The opportunity is now. Mental Health Reform always pushes for all legislation to go as far as it can, to be as ambitious as possible and to enshrine what we can in legislation, because that enables us in the work we do in advocating for service users and for our member organisations. It gives us a stronger platform to do that. I say a big "thank you" for all the work that has been done to date. I hope this is the beginning of a new chapter in our mental health services in line with the other conversations that are happening down the corridor around the assisted decision-making Act. We can fundamentally change how people with mental health difficulties or psycho-social disabilities are viewed and engaged with in this country. Gabhaim buíochas leis an gcoiste faoi choinne na hoibre ar dóigh atá curtha i láthair aige.
Ms Ber Grogan:
I give special thanks to the Cathaoirleach and to the Minister of State, Deputy Butler.

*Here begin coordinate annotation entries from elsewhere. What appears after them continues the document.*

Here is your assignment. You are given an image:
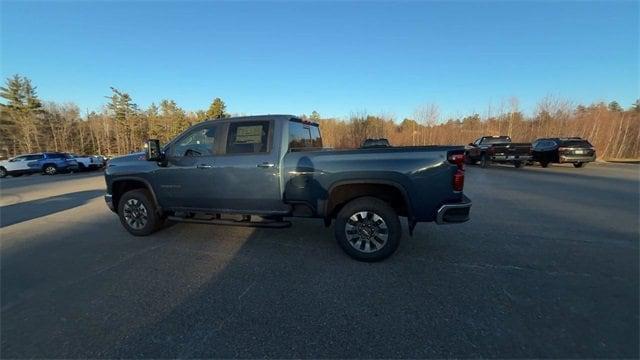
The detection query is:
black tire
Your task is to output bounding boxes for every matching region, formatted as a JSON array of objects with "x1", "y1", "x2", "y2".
[
  {"x1": 42, "y1": 164, "x2": 58, "y2": 175},
  {"x1": 118, "y1": 189, "x2": 163, "y2": 236},
  {"x1": 335, "y1": 197, "x2": 402, "y2": 262},
  {"x1": 480, "y1": 154, "x2": 490, "y2": 168}
]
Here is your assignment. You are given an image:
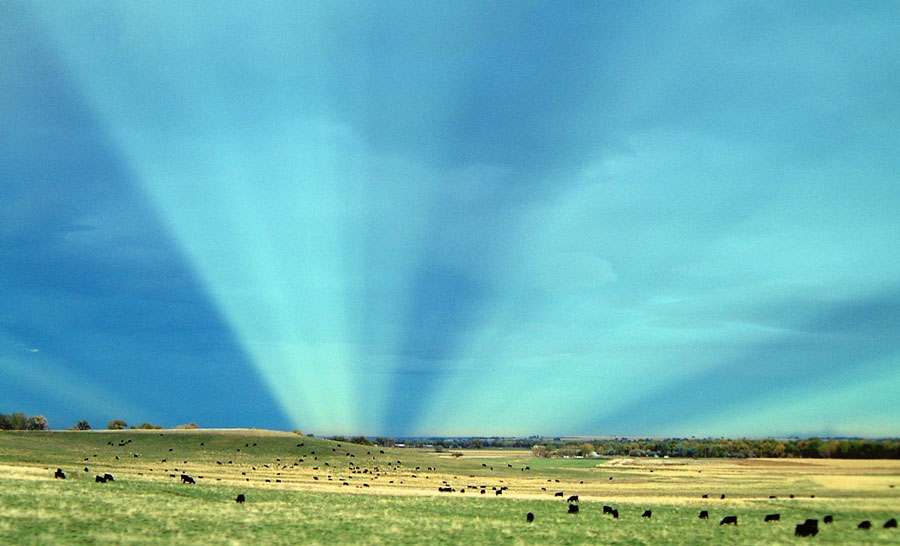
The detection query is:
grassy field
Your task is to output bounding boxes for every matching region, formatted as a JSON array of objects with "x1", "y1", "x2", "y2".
[{"x1": 0, "y1": 430, "x2": 900, "y2": 544}]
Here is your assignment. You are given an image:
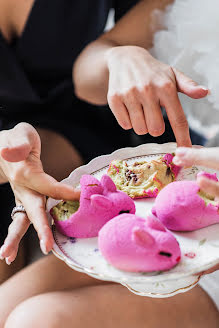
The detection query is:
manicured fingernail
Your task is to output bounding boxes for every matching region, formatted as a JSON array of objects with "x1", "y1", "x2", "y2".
[
  {"x1": 199, "y1": 85, "x2": 208, "y2": 91},
  {"x1": 40, "y1": 239, "x2": 48, "y2": 255},
  {"x1": 199, "y1": 85, "x2": 211, "y2": 95},
  {"x1": 0, "y1": 245, "x2": 5, "y2": 260},
  {"x1": 173, "y1": 158, "x2": 182, "y2": 166},
  {"x1": 5, "y1": 257, "x2": 11, "y2": 265},
  {"x1": 176, "y1": 147, "x2": 187, "y2": 156}
]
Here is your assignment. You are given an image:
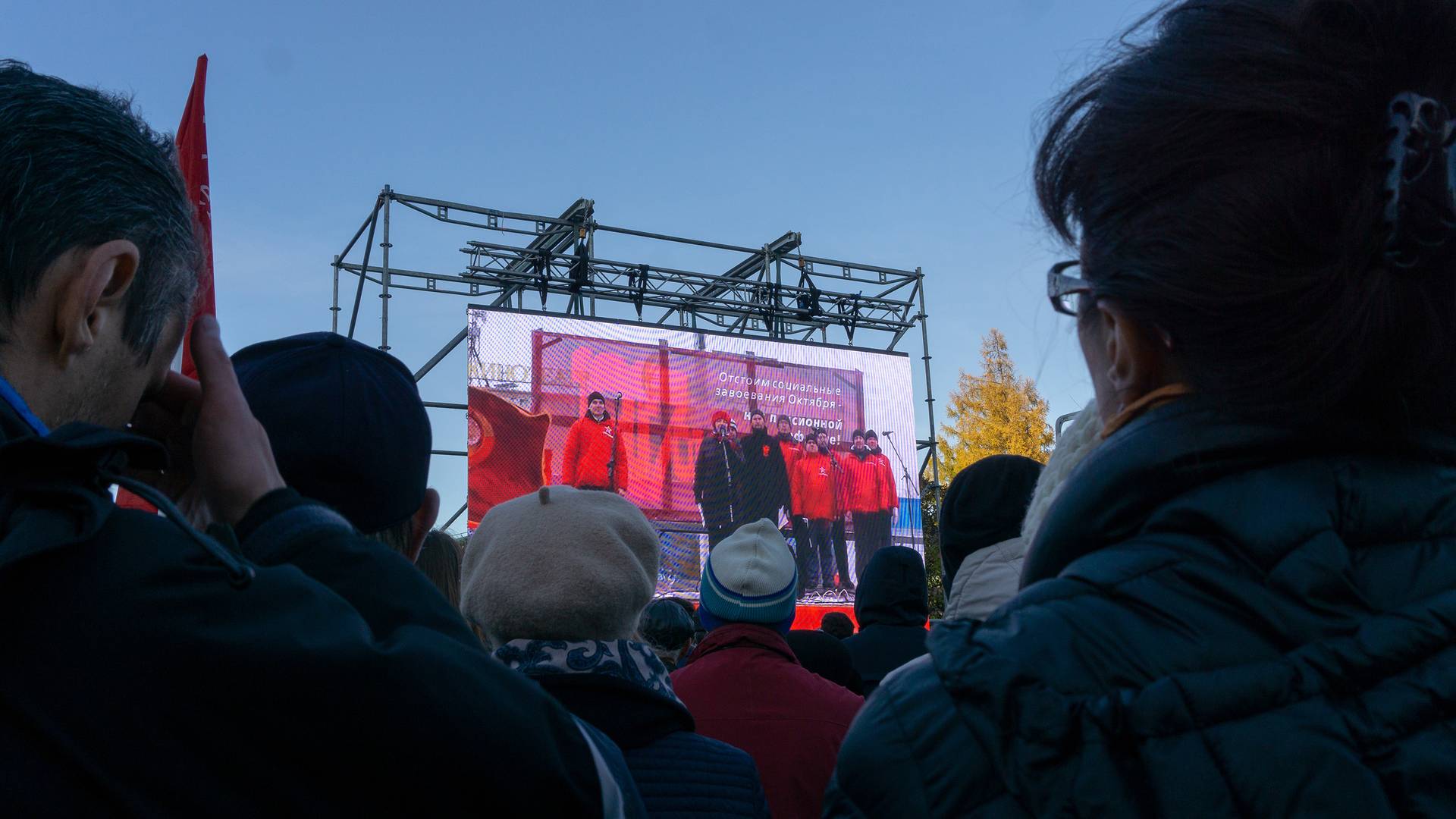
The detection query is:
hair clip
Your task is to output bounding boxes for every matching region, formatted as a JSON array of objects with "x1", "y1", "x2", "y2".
[{"x1": 1385, "y1": 92, "x2": 1456, "y2": 270}]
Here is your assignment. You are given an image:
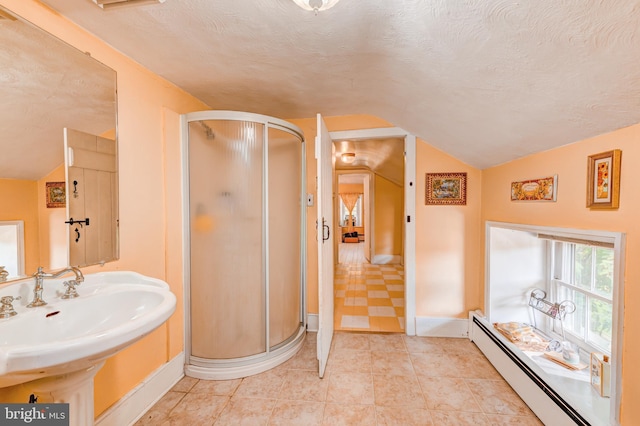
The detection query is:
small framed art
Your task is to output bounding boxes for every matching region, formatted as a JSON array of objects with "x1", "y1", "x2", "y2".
[
  {"x1": 587, "y1": 149, "x2": 622, "y2": 209},
  {"x1": 589, "y1": 352, "x2": 611, "y2": 397},
  {"x1": 46, "y1": 182, "x2": 67, "y2": 208},
  {"x1": 425, "y1": 173, "x2": 467, "y2": 205},
  {"x1": 511, "y1": 175, "x2": 558, "y2": 201}
]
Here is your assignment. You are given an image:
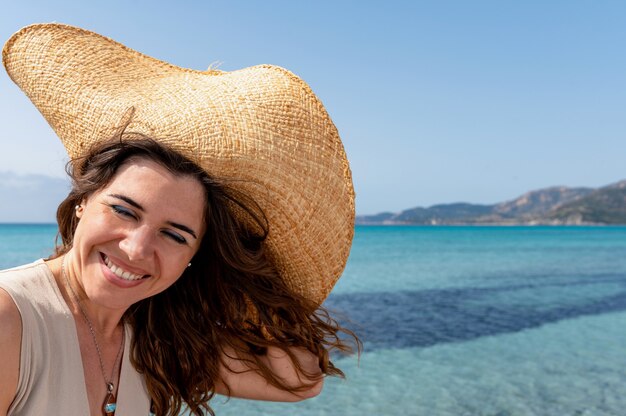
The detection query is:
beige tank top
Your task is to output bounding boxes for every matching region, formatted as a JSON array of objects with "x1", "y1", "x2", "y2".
[{"x1": 0, "y1": 260, "x2": 150, "y2": 416}]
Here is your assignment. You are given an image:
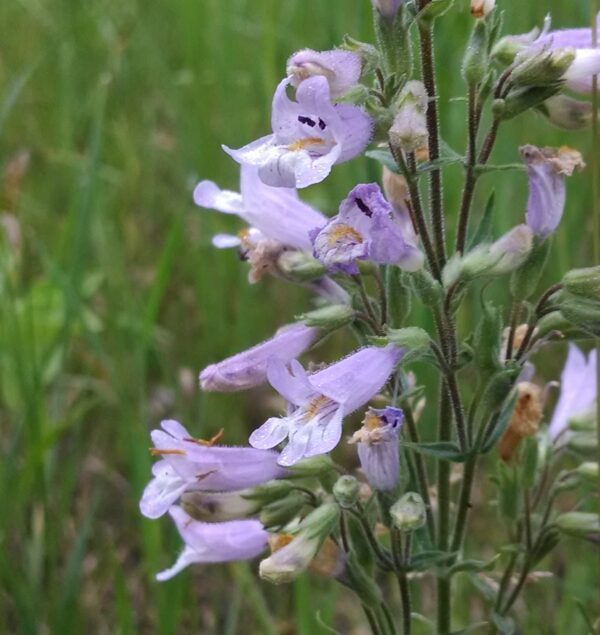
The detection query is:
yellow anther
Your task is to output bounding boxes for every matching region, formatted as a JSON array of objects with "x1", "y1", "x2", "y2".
[
  {"x1": 288, "y1": 137, "x2": 325, "y2": 152},
  {"x1": 306, "y1": 395, "x2": 329, "y2": 419},
  {"x1": 150, "y1": 448, "x2": 185, "y2": 456},
  {"x1": 327, "y1": 223, "x2": 363, "y2": 246}
]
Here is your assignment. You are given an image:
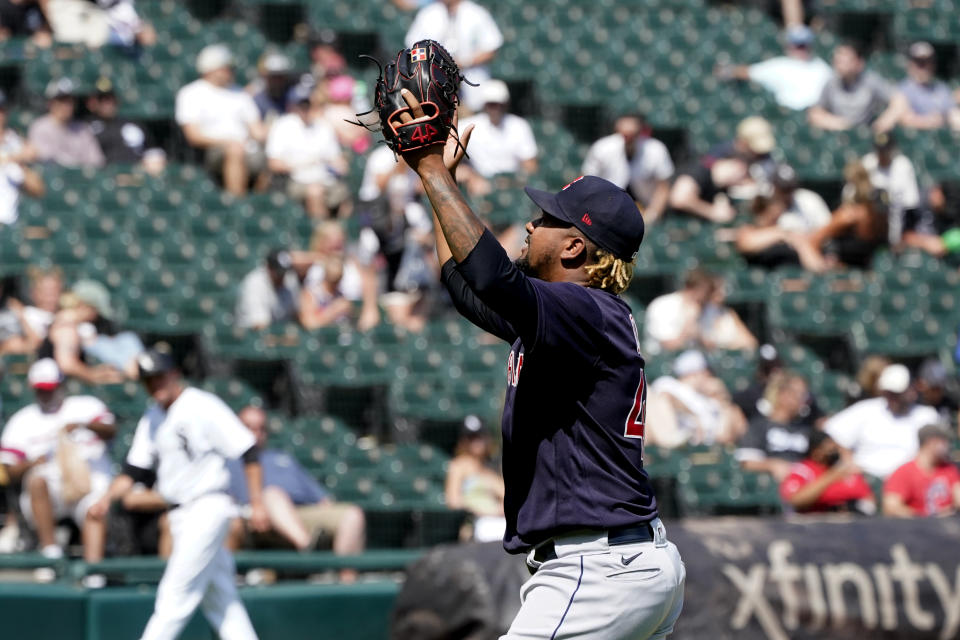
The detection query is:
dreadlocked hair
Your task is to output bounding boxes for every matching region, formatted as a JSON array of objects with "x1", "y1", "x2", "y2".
[{"x1": 583, "y1": 243, "x2": 633, "y2": 295}]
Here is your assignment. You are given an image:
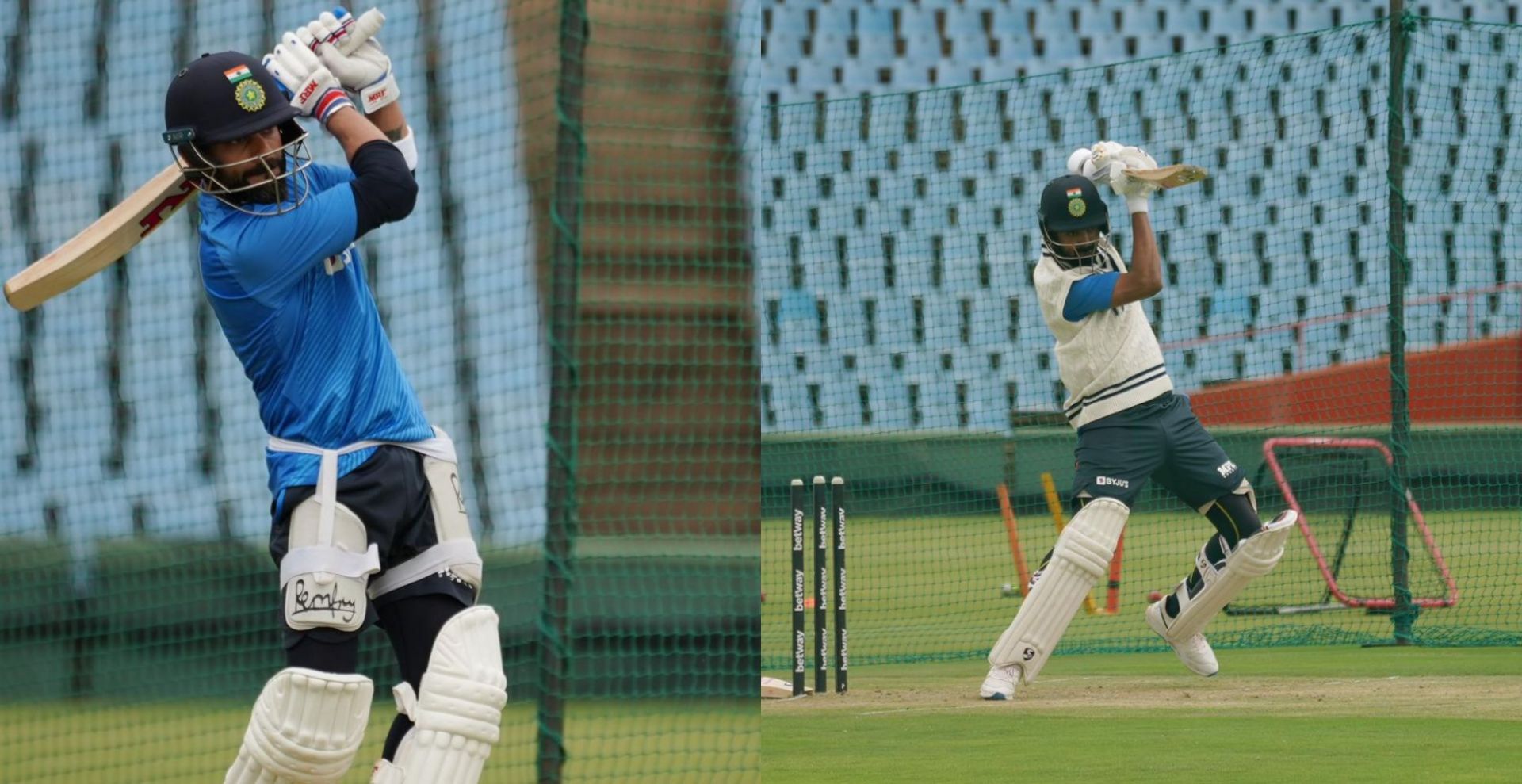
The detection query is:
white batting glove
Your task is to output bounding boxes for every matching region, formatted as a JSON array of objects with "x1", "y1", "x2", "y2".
[
  {"x1": 301, "y1": 8, "x2": 402, "y2": 114},
  {"x1": 1069, "y1": 142, "x2": 1125, "y2": 182},
  {"x1": 1110, "y1": 147, "x2": 1158, "y2": 215},
  {"x1": 262, "y1": 30, "x2": 354, "y2": 124}
]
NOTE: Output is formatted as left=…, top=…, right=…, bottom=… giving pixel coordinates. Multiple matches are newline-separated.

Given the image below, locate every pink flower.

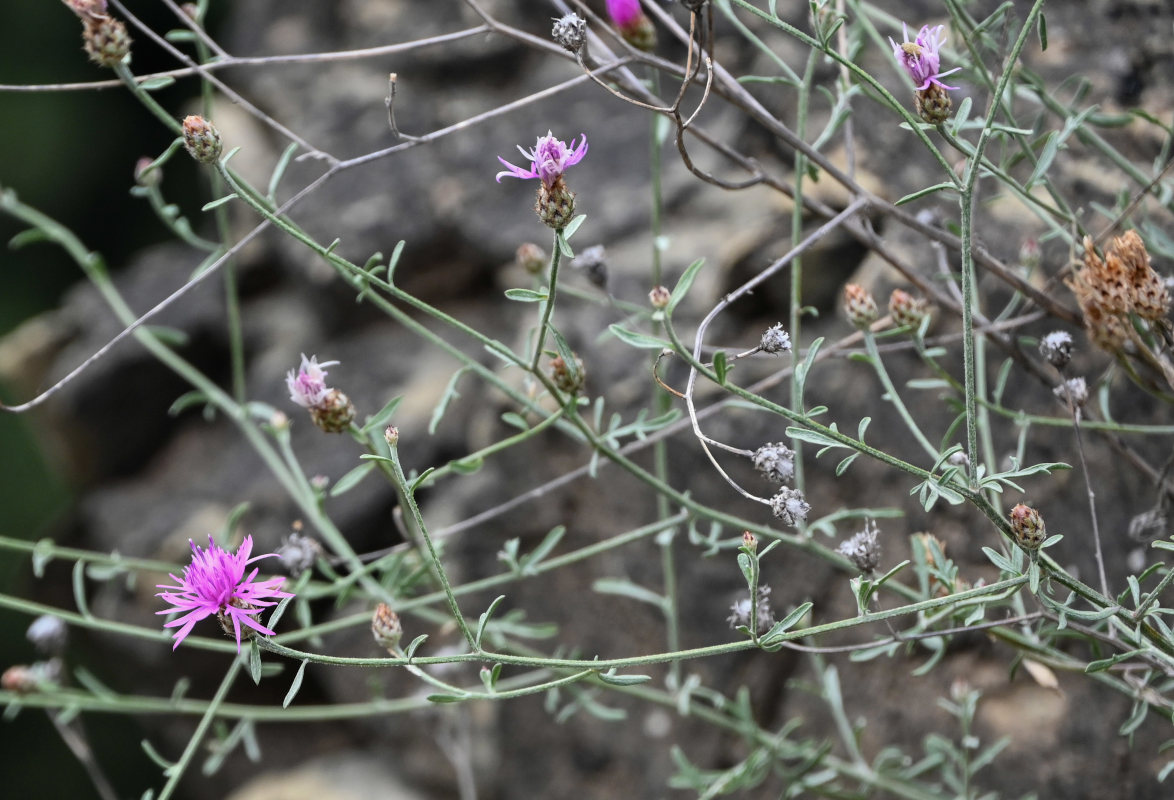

Throughout this process, everyone I have spoken to and engaged with and everyone in any of the briefings we have had with our 77 members and in any our cross-stakeholder meetings is talking about how positive the subcommittee is and how it is championing the legislation and the reform. It is heartening to see. It gives a lot of hope that change is coming. It has been wonderful to see that across the board, that the Cathaoirleach of this subcommittee has support across Government and across parties, as well as the support the Minister of State, Deputy Butler, and her officials have for the work they have done. This has been a long stint of pre-legislative scrutiny and it is only the start before we get on to the debates. However, our members and people with lived experience know this happening and they are grateful that change is coming.
I thank all the witnesses and members. I, for one, feel very privileged. I am sure I can speak on behalf of the committee, the secretariat and of all of those who are working in this area when I say we all feel very privileged to be part of this whole process. It is the right timing and it is fantastic. I thank all the witnesses very sincerely for their comprehensive and helpful contributions here today. Our meeting is now adjourned sine die.